Regulatory Framework for Conducting Business

within the Marijuana Industry

As a result of the passage of the Arkansas Medical Marijuana Amendment of 2016 (the “Amendment”), Arkansas financial institutions must determine whether the risk of federal prosecution or regulatory enforcement is worth the potential reward of being a front-runner for banking and payment needs of Arkansas MRBs. Likewise, Arkansas MRBs will have to face the issue of how to accept payments for product and make payments to employees and vendors. Standing between the supplier and demander in this non-functional financial services marketplace is the wall of tripartite federal prohibition, including the Controlled Substances Act (the “CSA”),[2] the Banking Secrecy Act,[3] and Anti-Money Laundering laws.[4]

This federal prohibition creates a cash-only scenario whereby a MRB might experience a six-to-eight percent increase in costs and a slew of security concerns.[5] Various solutions have been proposed to solve the problem, including using Bitcoin as a payment system or legislatively creating a state-owned bank to solely deal with MRBs. Furthermore, in-store payment systems like those offered by Jane™ continue to surface.[6] Yet, the MRB banking problem will not be conclusively solved without action by Congress because providing banking and financial services to MRBs violates federal law no matter how the facts are tweaked.[7]

Despite these complexities, the decision-making process for financial institutions falls back to the core of the financial industry model: basic risk-reward principles. Charging high monthly and per-transaction fees is common, but banking and lending institutions face fairly high risk by conducting business with MRBs.[8]However, this risk can be significantly minimized by following the guidelines of the Cole Memorandum[9] and the Financial Crimes Enforcement Network (“FinCEN”) guidance.[10] The Cole Memorandum, issued in 2013 to guide federal prosecutors in enforcing the CSA as it relates to state-sanctioned MRBs, states that financial institutions must perform substantive due diligence to ensure that business conducted with MRBs does not facilitate eight high-priority enforcement areas.[11] Pursuant to the Cole Memorandum, FinCEN released guidance in 2014 that reiterated the stance of the Cole Memorandum and gave financial institutions a methodology by which they might conduct business with MRBs regardless of the prohibition stemming from the CSA.

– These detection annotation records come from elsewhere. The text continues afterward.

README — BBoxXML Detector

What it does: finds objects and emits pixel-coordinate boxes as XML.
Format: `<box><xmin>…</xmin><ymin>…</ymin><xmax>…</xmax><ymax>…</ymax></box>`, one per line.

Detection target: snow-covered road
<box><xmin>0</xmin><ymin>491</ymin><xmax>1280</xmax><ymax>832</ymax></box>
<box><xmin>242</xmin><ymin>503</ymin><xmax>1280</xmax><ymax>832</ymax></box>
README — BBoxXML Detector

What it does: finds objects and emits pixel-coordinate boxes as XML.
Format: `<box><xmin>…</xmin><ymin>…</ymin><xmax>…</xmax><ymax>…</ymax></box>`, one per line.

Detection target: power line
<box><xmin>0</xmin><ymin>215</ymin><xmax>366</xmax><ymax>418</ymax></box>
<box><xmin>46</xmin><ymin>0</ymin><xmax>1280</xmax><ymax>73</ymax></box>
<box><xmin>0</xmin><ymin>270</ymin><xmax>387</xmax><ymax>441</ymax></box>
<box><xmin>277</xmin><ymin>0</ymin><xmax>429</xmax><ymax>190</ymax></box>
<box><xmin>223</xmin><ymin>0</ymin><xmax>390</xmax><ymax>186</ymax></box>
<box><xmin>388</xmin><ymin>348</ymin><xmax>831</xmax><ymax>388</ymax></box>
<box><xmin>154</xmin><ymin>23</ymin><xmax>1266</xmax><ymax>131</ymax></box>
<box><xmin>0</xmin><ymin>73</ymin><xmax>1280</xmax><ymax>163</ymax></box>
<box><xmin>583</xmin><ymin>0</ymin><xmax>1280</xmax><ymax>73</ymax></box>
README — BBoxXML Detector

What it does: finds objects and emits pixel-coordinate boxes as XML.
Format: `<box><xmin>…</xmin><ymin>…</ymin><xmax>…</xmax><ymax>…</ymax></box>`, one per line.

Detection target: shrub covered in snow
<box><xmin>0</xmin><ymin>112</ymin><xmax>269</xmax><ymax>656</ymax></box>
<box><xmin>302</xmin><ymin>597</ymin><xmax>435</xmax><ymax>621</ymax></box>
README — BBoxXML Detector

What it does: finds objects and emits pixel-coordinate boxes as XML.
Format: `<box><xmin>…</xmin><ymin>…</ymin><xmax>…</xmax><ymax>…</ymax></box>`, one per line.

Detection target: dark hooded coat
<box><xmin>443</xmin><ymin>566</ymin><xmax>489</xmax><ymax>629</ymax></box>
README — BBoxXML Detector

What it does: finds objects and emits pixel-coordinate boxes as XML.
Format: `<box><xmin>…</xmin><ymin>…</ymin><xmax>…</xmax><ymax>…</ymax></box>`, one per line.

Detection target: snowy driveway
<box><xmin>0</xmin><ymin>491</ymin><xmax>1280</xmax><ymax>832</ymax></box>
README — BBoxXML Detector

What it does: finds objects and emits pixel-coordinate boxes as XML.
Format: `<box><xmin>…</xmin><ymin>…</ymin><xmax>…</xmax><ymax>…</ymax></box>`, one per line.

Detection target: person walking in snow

The FinCEN Guidance requires that a Suspicious Activity Report (“SAR”) be filed if a financial institution conducts business with a MRB.[12] Presuming that a MRB is following Arkansas law regarding medicinal marijuana, a banking institution providing services to the MRB would file a “Marijuana Limited” SAR to comply with federal guidance and reduce the risk of prosecution or penalty. There are also “Marijuana Priority” SARs and “Marijuana Termination” SARs, which a bank must file if it believes a MRB is violating one of the eight high-priority Cole Memorandum areas of enforcement or if a financial institution has terminated a relationship with a MRB.[13]